The former CEO of Mount Real Corp. was ordered on Thursday to turn himself in within 24 hours to the Cowansville Institution, a medium-security federal penitentiary in the Eastern Townships. He is to resume serving the five-year prison term he received last November following his conviction in a case where he was found to have violated 270 counts of Quebec’s Securities Act. If he does show up at the penitentiary on Friday as ordered, it will be the third time in two years as he continues to appeal his convictions in two major fraud cases.
A few weeks after he was sentenced last year, a judge agreed to a request that Matteo be freed while he appealed the case brought against him by the Autorité des marchés financiers (AMF), the provincial securities regulator. Matteo was found to have run what amounted to a Ponzi scheme through his firm as he bilked investors out of more than $130 million. Some of the 1,600 victims lost their life savings.
Matteo’s appeal did not challenge the evidence brought against him, but was based on a technicality. On Thursday afternoon, Superior Court Justice François Dadour dismissed the appeal and a lawyer from the AMF asked that Matteo be taken into custody immediately. She noted that the judge who agreed to allow Matteo to be released on conditions in December included a requirement that he be present in court when the decision on the appeal was delivered. The AMF lawyer argued the only conclusion to be drawn from that condition was that Matteo should be taken into custody right away if he lost the appeal.
Matteo’s lawyer, George Calaritis, countered that Matteo has respected all the conditions he has been ordered to follow since 2010, when he was charged in a criminal case involving investor fraud at Cinar Corp., and that if he failed to report to the penitentiary his family would risk a considerable financial loss through a bond his wife agreed to with the Court.
“He has always respected his conditions,” Calaritis said. “He wants to be able to say goodbye to his parents. They are of a certain age. They are over 80.”
Dadour agreed with Calaritis’s request after noting that the AMF lawyers in the case offered no evidence that Matteo should have been taken into custody immediately.
The expression “revolving door” is used by criminologists to describe an offender’s recidivism.
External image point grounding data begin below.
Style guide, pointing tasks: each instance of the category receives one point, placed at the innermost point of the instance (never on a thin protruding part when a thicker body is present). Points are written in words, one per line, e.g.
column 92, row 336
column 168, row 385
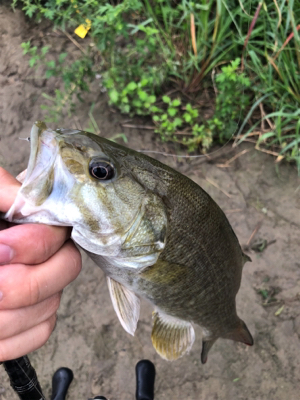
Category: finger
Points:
column 9, row 187
column 28, row 341
column 31, row 243
column 25, row 285
column 14, row 322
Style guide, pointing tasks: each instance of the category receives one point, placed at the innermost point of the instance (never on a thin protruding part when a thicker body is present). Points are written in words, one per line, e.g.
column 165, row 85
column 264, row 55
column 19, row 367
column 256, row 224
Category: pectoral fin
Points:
column 126, row 305
column 171, row 337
In 1988, it became a common expression in North America after it was used in an ad during the U.S. presidential campaign by the Republicans to help George H.W. Bush defeat Michael Dukakis. The ad is often referred to as the turning point in that campaign.
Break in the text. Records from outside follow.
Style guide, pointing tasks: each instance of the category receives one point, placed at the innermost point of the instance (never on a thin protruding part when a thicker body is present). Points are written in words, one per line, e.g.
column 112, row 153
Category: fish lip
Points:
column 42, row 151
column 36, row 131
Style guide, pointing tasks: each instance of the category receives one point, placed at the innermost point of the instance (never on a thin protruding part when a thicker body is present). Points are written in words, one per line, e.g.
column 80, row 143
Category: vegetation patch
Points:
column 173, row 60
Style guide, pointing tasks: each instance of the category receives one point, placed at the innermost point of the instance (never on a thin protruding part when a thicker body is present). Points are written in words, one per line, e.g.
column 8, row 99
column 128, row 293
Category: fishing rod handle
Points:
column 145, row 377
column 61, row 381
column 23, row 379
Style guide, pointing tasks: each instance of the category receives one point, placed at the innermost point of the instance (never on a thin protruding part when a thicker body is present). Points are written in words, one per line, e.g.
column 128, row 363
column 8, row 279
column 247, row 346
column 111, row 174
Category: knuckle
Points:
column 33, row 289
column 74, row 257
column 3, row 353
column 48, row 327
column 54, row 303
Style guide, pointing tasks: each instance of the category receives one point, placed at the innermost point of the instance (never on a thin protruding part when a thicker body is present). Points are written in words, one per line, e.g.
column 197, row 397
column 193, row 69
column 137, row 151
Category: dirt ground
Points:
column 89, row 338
In December 2016, Matteo was allowed to walk out of a federal penitentiary for the first time after a judge agreed he should be released while he appealed his conviction in the Cinar case. Matteo was sentenced to an eight-year prison term, during the summer of 2016, after he was convicted of fraud and forgery. In that case, investors were defrauded out of more than $120 million. The Quebec Court of Appeal is scheduled to hear the appeal next year.
Janet Watson, an investor who lost $68,000 by investing in Mount Real Corp. was present on Thursday when Dadour delivered his decision.
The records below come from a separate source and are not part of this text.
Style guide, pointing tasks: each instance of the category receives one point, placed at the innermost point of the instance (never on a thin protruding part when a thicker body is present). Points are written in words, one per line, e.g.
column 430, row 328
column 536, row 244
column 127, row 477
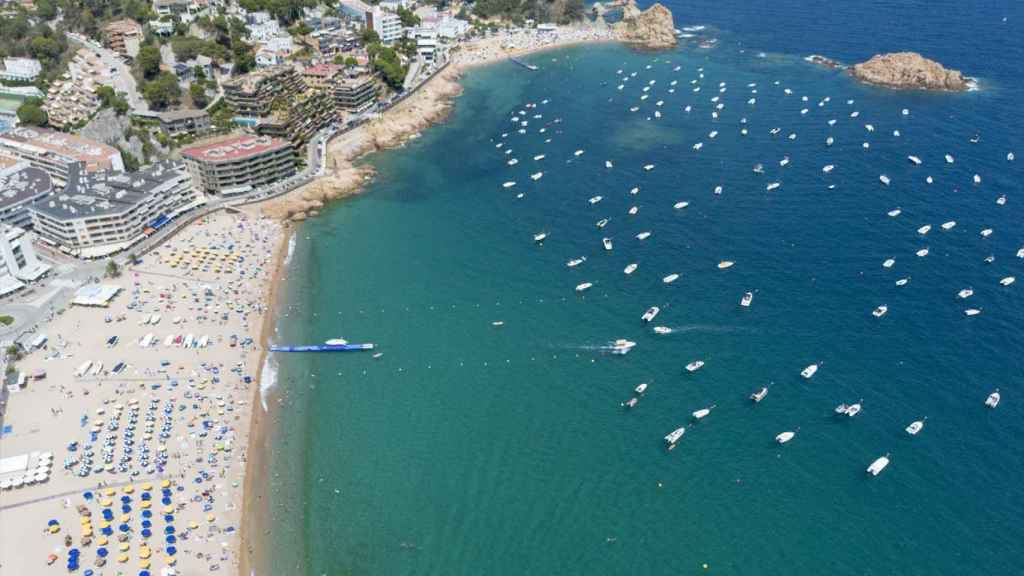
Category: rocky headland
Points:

“I am happy with (Dadour’s) decision, but I would have liked to have seen (Matteo) be taken away immediately,” Watson said afterward. The fraud victim has taken on the responsibility of providing updates to the many other people who were bilked through Mount Real Corp. and Cinar.
She sighed when informed that Calaritis plans to bring the AMF case before the Quebec Court of Appeal, but pledged to be there when he does.
“I’m going to keep this up,” she said. “You have to see this through to the end.”